El detective inglés quería saber sobre la posibilidad que Sutcliffe hubiese viajado en camión, a bordo de un ferry, a Suecia en fechas que coincidían con los asesinatos de Gertie Jensen y Teresa Thorling, particularmente esta última.
Lundqvist, ya veterano policía, recordó esos dos casos sin resolver en 1980, cuando recién había ingresado a la fuerza.
En uno de ellos, el cuerpo desnudo de Gertie Jensen -una joven de 31 años que se prostituía ocasionalmente para financiar su adicción a las drogas- fue encontrado en un lote en Gotemburgo, Suecia, con señales de extrema violencia sexual.

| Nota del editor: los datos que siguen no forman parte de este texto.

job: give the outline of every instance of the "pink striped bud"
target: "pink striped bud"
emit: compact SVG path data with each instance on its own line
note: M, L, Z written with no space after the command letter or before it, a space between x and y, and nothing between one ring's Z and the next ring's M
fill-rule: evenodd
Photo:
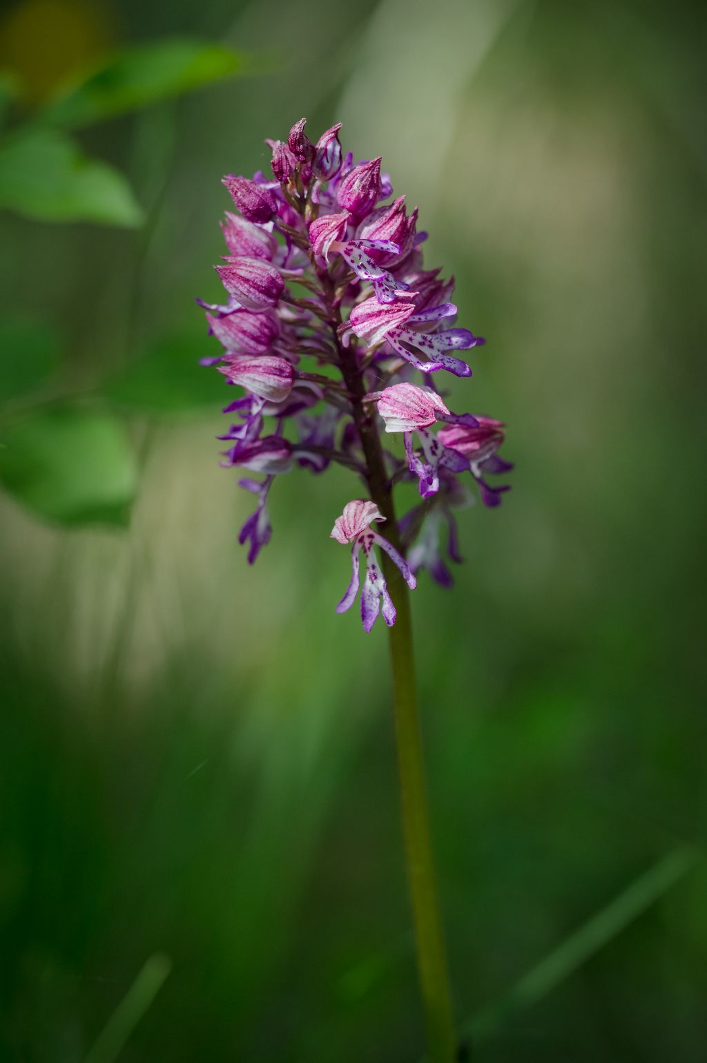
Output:
M372 210L381 198L381 158L359 163L347 173L336 199L339 206L359 218Z
M289 361L268 354L233 358L228 366L219 366L219 372L268 402L284 402L294 383Z
M309 242L316 255L326 258L332 243L343 239L349 214L325 214L309 225Z
M334 527L330 539L336 539L342 545L353 542L361 532L365 532L372 521L384 521L385 517L374 502L363 502L356 499L354 502L347 502L343 512L334 521Z
M478 427L470 428L464 424L445 424L440 428L437 438L444 446L464 454L470 461L485 461L495 454L505 438L503 421L492 417L476 417Z
M275 306L285 288L280 271L262 258L239 257L214 268L225 290L249 310Z
M315 149L315 159L312 169L316 178L320 181L329 181L341 169L341 145L339 144L339 130L341 122L332 125L331 130L317 140Z
M390 206L382 206L370 214L363 225L359 225L356 239L390 240L400 248L400 255L406 255L413 247L417 220L417 207L408 218L405 213L405 197L401 196ZM375 249L370 249L368 254L382 266L399 257Z
M265 258L272 261L277 250L277 241L267 230L254 225L252 221L239 218L237 214L225 213L221 222L225 246L232 255L247 255L249 258Z
M297 166L297 158L282 140L266 140L268 147L272 148L272 172L277 178L281 185L286 185Z
M393 384L378 392L378 414L386 424L386 432L415 432L434 424L439 414L449 409L432 388L416 384Z
M233 173L223 178L221 183L229 189L233 202L247 221L270 221L277 213L277 200L269 188Z
M310 162L315 154L314 145L304 132L306 122L306 118L300 118L299 122L294 122L287 137L287 147L300 163Z
M280 335L280 322L268 310L262 314L236 310L221 318L207 314L206 320L219 342L236 354L265 354Z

Dos semanas después, en un callejón abandonado de la ciudad de Malmo, apareció el cadáver de Teresa Thorling, una rubia de 26 años con un perfil similar al de Gertie y muerta en circunstancias parecidas.

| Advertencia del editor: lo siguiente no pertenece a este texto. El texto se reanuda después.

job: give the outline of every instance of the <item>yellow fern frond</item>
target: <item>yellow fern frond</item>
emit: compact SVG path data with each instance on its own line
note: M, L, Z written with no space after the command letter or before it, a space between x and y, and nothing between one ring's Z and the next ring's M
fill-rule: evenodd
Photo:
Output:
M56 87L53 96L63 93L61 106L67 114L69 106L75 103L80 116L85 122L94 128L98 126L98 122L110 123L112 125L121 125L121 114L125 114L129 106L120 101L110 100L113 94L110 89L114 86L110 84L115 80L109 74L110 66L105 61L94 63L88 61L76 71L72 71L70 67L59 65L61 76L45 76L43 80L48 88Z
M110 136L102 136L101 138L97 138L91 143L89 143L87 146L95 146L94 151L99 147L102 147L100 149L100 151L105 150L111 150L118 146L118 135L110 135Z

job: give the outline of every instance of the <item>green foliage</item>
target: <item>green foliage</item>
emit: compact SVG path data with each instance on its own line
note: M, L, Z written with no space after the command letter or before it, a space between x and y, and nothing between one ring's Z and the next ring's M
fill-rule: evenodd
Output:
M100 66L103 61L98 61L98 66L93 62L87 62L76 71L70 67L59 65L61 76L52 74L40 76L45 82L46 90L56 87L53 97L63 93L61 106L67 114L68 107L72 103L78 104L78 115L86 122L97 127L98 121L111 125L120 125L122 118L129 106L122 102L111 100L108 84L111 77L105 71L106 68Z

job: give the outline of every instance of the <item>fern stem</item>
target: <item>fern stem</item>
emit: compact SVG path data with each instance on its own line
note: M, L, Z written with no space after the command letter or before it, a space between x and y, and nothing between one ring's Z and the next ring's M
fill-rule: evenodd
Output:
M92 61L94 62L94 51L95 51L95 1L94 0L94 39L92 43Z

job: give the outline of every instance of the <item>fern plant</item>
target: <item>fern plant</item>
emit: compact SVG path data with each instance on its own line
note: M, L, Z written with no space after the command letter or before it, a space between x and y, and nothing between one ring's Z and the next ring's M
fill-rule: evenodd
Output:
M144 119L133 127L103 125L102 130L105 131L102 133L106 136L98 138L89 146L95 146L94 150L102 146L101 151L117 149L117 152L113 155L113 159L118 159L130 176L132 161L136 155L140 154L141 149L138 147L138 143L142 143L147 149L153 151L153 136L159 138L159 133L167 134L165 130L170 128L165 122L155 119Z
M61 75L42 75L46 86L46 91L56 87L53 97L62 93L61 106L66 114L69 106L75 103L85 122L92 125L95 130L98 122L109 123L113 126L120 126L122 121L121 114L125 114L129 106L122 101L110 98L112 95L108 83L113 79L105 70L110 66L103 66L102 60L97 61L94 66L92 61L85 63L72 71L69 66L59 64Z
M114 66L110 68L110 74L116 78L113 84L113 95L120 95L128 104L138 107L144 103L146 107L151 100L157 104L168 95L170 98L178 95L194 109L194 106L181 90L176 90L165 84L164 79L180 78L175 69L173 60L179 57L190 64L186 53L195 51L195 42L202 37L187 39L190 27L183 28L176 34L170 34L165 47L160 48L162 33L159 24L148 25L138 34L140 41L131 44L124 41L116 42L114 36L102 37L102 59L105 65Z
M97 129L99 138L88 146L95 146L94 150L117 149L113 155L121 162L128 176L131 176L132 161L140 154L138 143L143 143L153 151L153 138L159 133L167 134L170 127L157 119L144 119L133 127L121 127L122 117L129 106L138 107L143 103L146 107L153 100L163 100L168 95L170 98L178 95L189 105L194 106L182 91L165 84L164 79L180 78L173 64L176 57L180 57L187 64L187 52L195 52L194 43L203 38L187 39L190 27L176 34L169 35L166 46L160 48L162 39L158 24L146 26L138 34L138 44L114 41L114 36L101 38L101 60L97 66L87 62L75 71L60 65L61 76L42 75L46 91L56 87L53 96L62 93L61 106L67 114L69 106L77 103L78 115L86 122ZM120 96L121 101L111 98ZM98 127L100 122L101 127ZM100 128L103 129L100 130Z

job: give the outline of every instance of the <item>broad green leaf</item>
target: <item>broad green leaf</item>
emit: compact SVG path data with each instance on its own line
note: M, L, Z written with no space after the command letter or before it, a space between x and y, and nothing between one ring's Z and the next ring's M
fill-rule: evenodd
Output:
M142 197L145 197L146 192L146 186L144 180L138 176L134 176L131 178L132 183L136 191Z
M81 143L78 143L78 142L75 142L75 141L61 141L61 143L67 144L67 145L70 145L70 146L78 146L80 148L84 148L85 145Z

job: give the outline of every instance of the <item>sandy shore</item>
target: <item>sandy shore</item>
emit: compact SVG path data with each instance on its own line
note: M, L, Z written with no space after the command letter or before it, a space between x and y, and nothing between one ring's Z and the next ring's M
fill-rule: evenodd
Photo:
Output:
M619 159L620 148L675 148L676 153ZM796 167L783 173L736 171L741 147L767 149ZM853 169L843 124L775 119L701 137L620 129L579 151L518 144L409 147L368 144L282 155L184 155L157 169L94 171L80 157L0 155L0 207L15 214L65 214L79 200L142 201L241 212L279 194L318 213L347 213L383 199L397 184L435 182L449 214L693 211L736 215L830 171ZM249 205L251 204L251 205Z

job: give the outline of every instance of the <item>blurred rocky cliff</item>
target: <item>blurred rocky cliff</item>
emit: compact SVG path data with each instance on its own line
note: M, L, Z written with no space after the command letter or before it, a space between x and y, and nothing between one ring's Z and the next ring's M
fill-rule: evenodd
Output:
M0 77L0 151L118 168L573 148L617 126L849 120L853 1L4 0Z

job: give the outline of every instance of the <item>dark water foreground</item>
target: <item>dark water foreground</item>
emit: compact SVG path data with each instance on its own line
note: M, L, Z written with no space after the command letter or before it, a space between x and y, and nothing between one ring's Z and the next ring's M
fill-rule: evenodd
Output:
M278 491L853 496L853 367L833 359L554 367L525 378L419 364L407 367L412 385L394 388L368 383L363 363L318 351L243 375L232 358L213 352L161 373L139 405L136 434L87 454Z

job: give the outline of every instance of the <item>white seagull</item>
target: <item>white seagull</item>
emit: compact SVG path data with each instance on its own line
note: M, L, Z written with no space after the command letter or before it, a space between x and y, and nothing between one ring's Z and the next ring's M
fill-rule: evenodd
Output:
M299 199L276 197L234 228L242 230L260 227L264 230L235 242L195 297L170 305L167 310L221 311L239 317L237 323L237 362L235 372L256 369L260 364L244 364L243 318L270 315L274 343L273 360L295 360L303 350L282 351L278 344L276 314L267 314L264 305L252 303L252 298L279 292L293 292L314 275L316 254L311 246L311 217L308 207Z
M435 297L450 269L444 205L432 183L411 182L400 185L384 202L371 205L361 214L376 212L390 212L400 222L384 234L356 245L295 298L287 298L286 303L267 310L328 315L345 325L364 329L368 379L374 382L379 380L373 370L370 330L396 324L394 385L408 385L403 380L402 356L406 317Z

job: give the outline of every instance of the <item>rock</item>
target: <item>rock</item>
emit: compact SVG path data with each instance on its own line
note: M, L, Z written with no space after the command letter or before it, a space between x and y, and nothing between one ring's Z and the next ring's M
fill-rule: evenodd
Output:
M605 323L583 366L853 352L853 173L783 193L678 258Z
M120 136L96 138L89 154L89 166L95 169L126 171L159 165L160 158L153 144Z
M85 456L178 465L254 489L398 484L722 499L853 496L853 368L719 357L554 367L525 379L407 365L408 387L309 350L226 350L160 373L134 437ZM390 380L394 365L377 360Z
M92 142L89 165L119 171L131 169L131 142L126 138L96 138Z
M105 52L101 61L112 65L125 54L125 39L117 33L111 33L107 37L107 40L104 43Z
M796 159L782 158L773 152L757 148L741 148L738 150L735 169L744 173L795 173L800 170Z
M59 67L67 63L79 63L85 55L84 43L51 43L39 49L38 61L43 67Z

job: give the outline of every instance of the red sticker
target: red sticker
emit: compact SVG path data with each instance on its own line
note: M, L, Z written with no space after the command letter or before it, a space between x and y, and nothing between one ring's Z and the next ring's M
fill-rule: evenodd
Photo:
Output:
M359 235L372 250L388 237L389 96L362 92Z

De este último caso, la policía sueca guardó un pelo del agresor encontrado en el cuerpo de la víctima, lo que podría identificar mediante pruebas de ADN al asesino, pero se encontró con una dificultad. Para la ley sueca, los crímenes estaban prescriptos y, por lo tanto, no podían seguir investigándose.
Sin embargo, Lundqvist no se resignó y emprendió una larga batalla. Para eludir el estatuto de prescripción, el policía sueco pidió ayuda a psiquiatras criminólogos para lograr convencer a las autoridades que hagan exámenes forenses a la evidencia recolectada de los asesinatos de los años 80. Lo haría en interés de la Criminología.
Ese es el argumento que Lundqvist usó para solicitar un examen de ADN el pelo encontrado en el cuerpo de Teresa. Finalmente, la evidencia fue enviada en diciembre 2017 al Laboratorio Forense Nacional de Suecia, en Linkoping.
Los resultados todavía no han podido ser comparados con el ADN del cuerpo de Sutcliffe, que descansa en una tumba inglesa.
Cuando se lo haga, se sabrá con certeza si “El Destripador de Yorkshire” también cumplió con “la misión que le encomendó la voz de Dios” en territorio sueco.